L’epilogo di questa tormentata vicenda, che ormai correva di bocca in bocca dai salotti palermitani alla corte romana, si svolge nel marzo 1911, mentre Giulia e suo marito si trovavano al Quirinale, convocati dalla regina Elena per il loro servizio a corte e forse per tentare una riconciliazione. Il 2 marzo Giulia e Vincenzo Paternò si danno convegno nei pressi della stazione Termini, nella stanza n. 8 di un albergo non molto elegante, l’hotel Rebecchino. Doveva essere l’incontro dell’addio, perché la contessa, sfinita per le deliranti scene di gelosia dell’amante, voleva chiudere quella relazione e restituite le lettere, più di cento, che gli aveva spedito... Fecero l’amore sapendo che era l’ultima volta e, poi, la tragedia: lui con un coltello da caccia (che oggi è esposto al Museo criminale di Roma) la colpisce alle spalle e poi, trascinandola sul letto, le vibra due coltellate alla gola. Quindi con la pistola si spara alla testa.

La polizia trova nella stanza la contessa morta, distesa sul letto e lui per terra, rantolante. Sulla scena, sparse le lettere di Giulia, tra le quali alcune che provavano anche i rapporti estremamente confidenziali della regina con la sventurata dama di corte e, come affermò una certa pubblicistica, qualche altra che rivelava addirittura certi rapporti internazionali segreti di casa Savoia. Sono illazioni non provate, anche perché l’epistolario, prima di giungere ai magistrati, viene passato al vaglio del presidente del Consiglio Giovanni Giolitti e poi del re Vittorio Emanuele III.

Il barone del Cugno sopravviverà nonostante la grave ferita alla tempia sinistra e, rinviato a giudizio, il 27 giugno 1912 sarà condannato all’ergastolo dalla corte d’assise di Roma. Lascerà il carcere nel 1942, a 62 anni, graziato dal re dietro richiesta di Mussolini. Ritornato a Palermo nella sua casa di Via Sammartino, sposa la sua collaboratrice domestica, e muore nel 1949.

Il caso Paternò-Trigona, all’epoca dei fatti, suscitò un clamore eccezionale.
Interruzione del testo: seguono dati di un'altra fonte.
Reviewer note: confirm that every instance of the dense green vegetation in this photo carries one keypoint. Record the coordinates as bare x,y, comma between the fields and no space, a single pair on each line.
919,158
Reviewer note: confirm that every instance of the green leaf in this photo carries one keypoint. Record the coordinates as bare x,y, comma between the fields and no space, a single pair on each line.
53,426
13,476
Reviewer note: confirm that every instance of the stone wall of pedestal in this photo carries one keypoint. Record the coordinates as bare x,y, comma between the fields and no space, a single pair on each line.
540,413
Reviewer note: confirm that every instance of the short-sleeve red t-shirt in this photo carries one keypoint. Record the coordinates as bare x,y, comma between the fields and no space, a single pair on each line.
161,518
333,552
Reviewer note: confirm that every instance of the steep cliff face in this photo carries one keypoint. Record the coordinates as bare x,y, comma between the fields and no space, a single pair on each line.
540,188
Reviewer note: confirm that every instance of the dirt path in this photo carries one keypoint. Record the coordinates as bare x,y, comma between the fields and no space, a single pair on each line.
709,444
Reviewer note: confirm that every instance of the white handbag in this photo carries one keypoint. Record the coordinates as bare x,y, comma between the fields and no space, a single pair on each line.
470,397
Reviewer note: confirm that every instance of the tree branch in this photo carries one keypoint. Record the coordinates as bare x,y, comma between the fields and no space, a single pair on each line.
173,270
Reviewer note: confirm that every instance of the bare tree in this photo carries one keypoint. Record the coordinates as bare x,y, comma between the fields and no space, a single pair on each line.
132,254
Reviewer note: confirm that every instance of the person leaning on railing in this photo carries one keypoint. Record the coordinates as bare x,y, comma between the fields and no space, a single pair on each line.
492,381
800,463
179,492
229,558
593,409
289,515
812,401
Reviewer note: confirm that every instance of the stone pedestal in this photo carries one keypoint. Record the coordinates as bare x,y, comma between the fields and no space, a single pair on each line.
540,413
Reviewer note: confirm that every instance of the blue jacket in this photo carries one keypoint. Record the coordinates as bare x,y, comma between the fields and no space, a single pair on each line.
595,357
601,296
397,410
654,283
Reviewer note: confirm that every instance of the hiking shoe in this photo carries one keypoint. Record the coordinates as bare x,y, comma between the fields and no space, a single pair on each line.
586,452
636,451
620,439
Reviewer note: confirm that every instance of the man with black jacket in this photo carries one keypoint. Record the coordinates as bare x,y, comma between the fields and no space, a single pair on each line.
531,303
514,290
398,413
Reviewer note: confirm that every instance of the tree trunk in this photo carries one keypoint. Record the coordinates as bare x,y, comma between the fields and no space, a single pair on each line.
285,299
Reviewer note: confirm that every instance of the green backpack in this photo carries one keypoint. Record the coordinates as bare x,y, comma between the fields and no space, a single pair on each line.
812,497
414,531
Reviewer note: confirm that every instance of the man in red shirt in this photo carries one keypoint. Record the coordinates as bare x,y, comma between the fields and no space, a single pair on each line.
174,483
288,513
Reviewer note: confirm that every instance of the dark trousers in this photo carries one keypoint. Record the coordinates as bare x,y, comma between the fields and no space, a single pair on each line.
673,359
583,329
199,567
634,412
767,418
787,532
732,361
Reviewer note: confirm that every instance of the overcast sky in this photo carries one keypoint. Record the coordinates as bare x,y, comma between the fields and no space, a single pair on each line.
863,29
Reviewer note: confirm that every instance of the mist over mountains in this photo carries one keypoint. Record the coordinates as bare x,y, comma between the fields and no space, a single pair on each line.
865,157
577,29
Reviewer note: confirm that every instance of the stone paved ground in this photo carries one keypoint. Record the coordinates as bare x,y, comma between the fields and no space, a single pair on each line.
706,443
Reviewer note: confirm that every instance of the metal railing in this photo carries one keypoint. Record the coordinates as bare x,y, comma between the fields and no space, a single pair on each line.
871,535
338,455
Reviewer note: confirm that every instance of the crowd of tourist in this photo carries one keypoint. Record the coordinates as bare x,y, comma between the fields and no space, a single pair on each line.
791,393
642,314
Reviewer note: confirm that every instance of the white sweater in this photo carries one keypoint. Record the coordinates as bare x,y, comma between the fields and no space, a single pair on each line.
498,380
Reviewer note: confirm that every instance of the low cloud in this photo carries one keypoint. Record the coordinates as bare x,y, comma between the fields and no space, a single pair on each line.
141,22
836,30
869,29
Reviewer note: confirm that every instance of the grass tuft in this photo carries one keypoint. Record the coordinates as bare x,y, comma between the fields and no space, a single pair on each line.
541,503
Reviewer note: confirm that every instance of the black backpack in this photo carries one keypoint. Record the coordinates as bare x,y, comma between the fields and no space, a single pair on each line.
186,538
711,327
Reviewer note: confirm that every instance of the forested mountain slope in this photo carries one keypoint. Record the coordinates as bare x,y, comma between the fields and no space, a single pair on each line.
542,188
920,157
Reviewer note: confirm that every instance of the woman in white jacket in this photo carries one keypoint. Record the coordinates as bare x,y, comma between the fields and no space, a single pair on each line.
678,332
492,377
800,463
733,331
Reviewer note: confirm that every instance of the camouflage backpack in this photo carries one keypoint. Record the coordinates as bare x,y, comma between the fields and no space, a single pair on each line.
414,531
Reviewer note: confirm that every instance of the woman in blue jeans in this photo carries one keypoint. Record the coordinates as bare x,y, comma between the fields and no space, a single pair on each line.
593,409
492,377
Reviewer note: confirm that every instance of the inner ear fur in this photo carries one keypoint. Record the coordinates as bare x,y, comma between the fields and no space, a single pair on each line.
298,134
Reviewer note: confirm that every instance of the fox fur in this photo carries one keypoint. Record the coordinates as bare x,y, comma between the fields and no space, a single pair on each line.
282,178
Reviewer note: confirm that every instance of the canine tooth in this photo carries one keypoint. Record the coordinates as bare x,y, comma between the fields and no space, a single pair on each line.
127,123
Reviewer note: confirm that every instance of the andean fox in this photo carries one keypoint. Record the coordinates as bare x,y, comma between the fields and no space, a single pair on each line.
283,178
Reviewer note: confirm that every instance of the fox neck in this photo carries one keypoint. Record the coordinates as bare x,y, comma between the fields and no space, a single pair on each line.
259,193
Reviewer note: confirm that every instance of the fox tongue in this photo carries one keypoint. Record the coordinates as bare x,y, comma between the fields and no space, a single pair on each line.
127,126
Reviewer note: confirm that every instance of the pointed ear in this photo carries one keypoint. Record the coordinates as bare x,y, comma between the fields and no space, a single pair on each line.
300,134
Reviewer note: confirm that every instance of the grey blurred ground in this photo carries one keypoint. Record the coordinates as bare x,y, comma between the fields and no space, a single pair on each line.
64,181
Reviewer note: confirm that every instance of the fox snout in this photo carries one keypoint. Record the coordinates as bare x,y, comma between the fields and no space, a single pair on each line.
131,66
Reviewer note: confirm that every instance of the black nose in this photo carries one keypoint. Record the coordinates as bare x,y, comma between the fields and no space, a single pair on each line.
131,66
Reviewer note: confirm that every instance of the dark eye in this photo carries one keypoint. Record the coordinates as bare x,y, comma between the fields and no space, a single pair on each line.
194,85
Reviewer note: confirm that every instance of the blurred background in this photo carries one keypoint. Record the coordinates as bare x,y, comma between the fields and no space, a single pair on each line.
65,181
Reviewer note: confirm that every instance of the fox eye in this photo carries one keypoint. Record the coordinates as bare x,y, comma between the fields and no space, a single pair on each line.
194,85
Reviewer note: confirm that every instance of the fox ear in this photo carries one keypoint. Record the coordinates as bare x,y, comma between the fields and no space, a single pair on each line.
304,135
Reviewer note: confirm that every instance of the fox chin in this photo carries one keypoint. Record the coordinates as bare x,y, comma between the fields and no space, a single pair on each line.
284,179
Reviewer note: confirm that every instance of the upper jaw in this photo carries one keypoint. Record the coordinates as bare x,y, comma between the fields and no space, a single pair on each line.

Nacquero a Roma ballate popolari, se ne impossessarono i cantastorie in Sicilia, i giornali di tutta Europa diedero un grande rilievo all’assassinio della bella contessa palermitana. Intorno alla vicenda si agitarono, anche se in maniera molto circospetta, grossi nomi dell’Italia degli anni Dieci. Non era soltanto una storia di amore e morte. I fatti che scuotono veramente l’opinione pubblica sono quelli nei quali si rispecchia, nel bene o nel male, la coscienza dei tempi. Il caso Paternò-Trigona era anche una metafora del clima di quell’Italia, con i suoi protagonisti viscontianamente simboli di ceti al tramonto e di classi in ascesa, privilegi che nascono e privilegi che muoiono.

Sullo sfondo di questo triangolo “lei, lui, l’altro” delle commedie alla Niccodemi allora in voga, c’è dunque una fetta di storia italiana e siciliana che dà alla tragica vicenda della contessa Trigona un valore di metafora, al di là della scarna storia d’amore. Storia d’amore che, tuttavia, fece rinascere in Italia, dopo l’assassinio, la questione del divorzio, con dibattiti sulla stampa e nei circoli politici analoghi nella sostanza a quelli avvenuti sessant’anni più tardi.

Di questa storia non si è mai persa la memoria e più volte è stata rievocata, in particolare nel libro di Antonio Velani Le pietre dello scandalo (Mondadori); in uno sceneggiato televisivo della Rai del 1978, Il delitto Paternò, con Delia Boccardo e Lino Capolicchio; e in un romanzo fanta-politico del 2001 della giallista Adriana Brown, Un ventaglio Blu Savoia, edizioni Filema, Napoli.